Growing up, cubism was pretty much a part of my visual vocabulary. Perhaps it was because cubism’s greatest pioneer, Pablo Picasso, was such a prolific painter, sculptor, printmaker and ceramicist, that his works were widely available for the enjoyment of museum-goers whether in my native Venezuela or in one of the many trips I did with my parents as a child.
Unsurprisingly, then, I’ve always been enthralled by multiple perspectives coexisting in a canvas, successive points of views with completely different angles all encapsulated in one single art piece.
It was during NADA in New York this past spring where I stumbled upon the works of Austin Eddy whose pieces were being shown in the booth of Roberto Paradise. I immediately became interested. Austin successfully accomplished something where a lot of artists fail: to refresh cubism in a way that feels new and compelling. And so I went to visit him in his studio and was fascinated by his paintings on raw canvases. Mostly, Austin uses charcoal, spray paint and mixed media to create portraits and situations which, in many ways, are autobiographical tragicomedies.

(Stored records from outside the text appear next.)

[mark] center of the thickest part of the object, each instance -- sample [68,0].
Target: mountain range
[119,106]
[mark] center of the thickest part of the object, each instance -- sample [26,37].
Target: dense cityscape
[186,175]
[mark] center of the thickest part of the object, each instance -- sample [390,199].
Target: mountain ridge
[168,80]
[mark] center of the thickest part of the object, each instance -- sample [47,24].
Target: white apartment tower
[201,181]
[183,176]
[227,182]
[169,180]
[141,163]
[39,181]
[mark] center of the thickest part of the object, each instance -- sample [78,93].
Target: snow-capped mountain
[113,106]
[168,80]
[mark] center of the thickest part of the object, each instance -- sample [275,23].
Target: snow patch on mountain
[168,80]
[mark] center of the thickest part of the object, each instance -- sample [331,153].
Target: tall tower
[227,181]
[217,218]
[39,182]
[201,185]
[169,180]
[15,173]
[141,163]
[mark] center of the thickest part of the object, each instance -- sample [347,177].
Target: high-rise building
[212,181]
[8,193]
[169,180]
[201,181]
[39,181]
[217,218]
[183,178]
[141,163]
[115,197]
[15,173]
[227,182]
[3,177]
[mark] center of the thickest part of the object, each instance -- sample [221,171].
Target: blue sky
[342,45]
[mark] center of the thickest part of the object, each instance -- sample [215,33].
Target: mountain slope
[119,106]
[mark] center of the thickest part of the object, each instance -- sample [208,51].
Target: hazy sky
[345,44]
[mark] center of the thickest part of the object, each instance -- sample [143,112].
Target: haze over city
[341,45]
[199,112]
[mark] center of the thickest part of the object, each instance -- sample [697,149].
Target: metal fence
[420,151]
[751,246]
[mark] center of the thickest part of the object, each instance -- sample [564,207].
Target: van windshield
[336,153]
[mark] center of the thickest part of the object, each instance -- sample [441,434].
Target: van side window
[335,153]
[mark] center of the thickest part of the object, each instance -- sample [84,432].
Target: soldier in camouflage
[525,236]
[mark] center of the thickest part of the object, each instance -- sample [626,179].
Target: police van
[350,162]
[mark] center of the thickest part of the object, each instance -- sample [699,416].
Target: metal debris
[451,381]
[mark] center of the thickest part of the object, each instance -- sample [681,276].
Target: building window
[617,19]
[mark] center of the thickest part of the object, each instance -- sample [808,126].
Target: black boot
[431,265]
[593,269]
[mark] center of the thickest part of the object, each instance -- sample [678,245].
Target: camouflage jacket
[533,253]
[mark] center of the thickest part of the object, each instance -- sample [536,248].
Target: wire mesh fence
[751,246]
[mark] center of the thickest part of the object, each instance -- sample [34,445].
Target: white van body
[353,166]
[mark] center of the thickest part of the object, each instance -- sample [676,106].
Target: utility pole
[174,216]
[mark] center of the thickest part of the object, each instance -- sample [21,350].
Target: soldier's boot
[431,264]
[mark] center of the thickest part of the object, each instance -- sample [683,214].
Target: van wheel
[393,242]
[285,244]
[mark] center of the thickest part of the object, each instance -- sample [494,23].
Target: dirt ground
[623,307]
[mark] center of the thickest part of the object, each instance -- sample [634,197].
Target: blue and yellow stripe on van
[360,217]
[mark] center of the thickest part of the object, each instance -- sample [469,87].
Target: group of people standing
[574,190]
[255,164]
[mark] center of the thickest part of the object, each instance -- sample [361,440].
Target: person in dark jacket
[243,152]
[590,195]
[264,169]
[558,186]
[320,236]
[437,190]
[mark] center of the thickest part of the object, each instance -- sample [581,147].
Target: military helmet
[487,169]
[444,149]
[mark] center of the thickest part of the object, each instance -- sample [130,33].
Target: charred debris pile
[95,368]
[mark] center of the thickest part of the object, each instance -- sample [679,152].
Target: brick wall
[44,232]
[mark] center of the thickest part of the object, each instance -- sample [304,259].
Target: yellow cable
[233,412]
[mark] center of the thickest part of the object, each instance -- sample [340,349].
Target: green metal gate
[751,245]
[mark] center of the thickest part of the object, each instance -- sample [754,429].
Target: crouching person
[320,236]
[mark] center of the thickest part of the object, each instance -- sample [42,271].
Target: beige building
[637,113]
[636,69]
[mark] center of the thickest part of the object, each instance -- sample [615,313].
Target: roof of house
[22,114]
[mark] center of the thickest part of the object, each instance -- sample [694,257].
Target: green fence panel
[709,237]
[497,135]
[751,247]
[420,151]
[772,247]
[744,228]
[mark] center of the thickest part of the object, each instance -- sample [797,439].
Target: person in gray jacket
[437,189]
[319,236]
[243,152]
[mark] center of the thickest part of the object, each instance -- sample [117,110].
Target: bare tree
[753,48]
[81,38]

There is irony, humor, romance and depth in each of Austin’s works. And he is not afraid to say that many of his pieces are about love and loneliness. Using a neutral palette and a monochromatic approach, his work is so gripping that I’m completely smitten, even when I’m always such a proponent of color.
That’s the beauty of Austin Eddy’s pieces: he doesn’t need the color, he doesn’t need to overdo his canvases; he knows when to stop and how to create strong stories that possess their own pictorial idiom and which don’t need any bells or whistles.